So your company makes a splashy new hire. They pay him the big bucks and send all the big fish his way. That’s a level of disrespect that you physically feel in your gut. They support him like they’ve never supported you. And every time that next-level opportunity comes up, it lands in his lap...and he blows it; he freezes up like he forgot how to talk. This is AGONY.
This is what it’s like to be D.J. Augustin.
Augustin has been a stud for the Orlando Magic this year. With all the talk of Nikola Vucevic playing like an All-Star - which he has - Augustin has been shunted off to the side. Perhaps even worse is that he’s having his best season in five years, is as much of a contributor to the Magic’s playoff push as anyone in Orlando, and has to hear the same refrain from the media over and over again: ‘if only the Magic had a point guard.’

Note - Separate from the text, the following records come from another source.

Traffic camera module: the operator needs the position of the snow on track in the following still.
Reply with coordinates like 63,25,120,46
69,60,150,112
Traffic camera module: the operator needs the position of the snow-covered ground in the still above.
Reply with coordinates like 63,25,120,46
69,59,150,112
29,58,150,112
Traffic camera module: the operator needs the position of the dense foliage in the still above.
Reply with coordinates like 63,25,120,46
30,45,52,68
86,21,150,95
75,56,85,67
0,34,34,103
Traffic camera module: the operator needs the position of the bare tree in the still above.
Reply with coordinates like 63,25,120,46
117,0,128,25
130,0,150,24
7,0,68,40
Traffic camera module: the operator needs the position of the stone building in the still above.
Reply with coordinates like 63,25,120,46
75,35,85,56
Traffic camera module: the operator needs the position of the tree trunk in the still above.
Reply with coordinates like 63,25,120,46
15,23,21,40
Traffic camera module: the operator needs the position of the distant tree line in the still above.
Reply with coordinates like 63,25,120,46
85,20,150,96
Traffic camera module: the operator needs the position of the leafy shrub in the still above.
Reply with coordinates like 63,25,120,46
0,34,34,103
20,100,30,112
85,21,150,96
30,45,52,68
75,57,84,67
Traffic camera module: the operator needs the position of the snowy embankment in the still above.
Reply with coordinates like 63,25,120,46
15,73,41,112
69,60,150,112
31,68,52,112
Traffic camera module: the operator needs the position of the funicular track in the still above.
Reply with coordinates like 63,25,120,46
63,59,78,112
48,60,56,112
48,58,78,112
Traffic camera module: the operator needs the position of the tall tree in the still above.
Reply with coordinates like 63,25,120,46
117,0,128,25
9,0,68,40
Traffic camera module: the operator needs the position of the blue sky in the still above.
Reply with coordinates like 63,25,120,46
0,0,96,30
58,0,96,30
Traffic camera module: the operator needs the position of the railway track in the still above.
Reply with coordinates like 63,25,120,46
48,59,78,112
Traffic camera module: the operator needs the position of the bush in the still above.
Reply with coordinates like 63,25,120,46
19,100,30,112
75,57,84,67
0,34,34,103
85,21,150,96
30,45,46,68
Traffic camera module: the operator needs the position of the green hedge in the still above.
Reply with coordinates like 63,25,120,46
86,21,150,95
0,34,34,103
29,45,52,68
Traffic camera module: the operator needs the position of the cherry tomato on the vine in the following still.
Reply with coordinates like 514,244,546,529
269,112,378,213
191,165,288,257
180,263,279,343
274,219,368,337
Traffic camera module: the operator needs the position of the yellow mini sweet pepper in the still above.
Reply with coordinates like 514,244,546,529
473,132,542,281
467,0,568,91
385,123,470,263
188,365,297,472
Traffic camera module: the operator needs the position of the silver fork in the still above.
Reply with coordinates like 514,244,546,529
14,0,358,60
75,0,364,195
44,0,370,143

As a proud Orlando Magic fan I’ve seen on television and in person Augustin’s many contributions on a game-to-game basis. He’s tenacious: he plays like every game is his last -- like his hair’s on fire. He plays like someone who doesn’t know where his next contract will come from; he plays like someone who has bounced around the league, been on eight teams in ten years, and never had a job handed to him. The desperation Augustin brings to the court is tangible. Augustin lights the fire to help the Magic burn bright.
It’s not just the eye-test that he passes, though. Check the point guard rankings for Win Shares. The top three are Damian Lillard, Kyrie Irving, and Stephen Curry -- fair enough. Eighth on the list? Darryl Gerard Augustin Jr., ahead of such royalty as Chris Paul, Russell Westbrook, Kemba Walker, and Kyle Lowry. Why do the Magic need a better point guard?
Six Magic line-ups have played more than 100 minutes together. Five of them have positive net ratings, and five of them include Augustin - want to guess how much overlap there is between those five? Sure, Augustin isn’t a natural scorer like the new wave of elite point guards in the NBA, but somewhere along the way we’ve forgotten that the purpose of a point guard is to elevate his teammates. Augustin is in the top 30 in assists per game and top 25 in assist-to-turnover ratio. Why do the Magic need a better point guard?
Nikola Vucevic has been on the Magic since the 2012-13 season, but had never made the All-Star Game. Suddenly, Augustin becomes the full-time starter at the point, and lo and behold ‘Vooch’ is in Charlotte in mid-February. Coincidence? I think not. Why do the Magic need a better point guard?
Stop saying Markelle Fultz and Michael Carter-Williams are going to solve the Magic’s Point Guard problems. They won’t because the Magic don’t have a point guard problem. D.J. Augustin is all the Magic need to bring playoff basketball back to Orlando.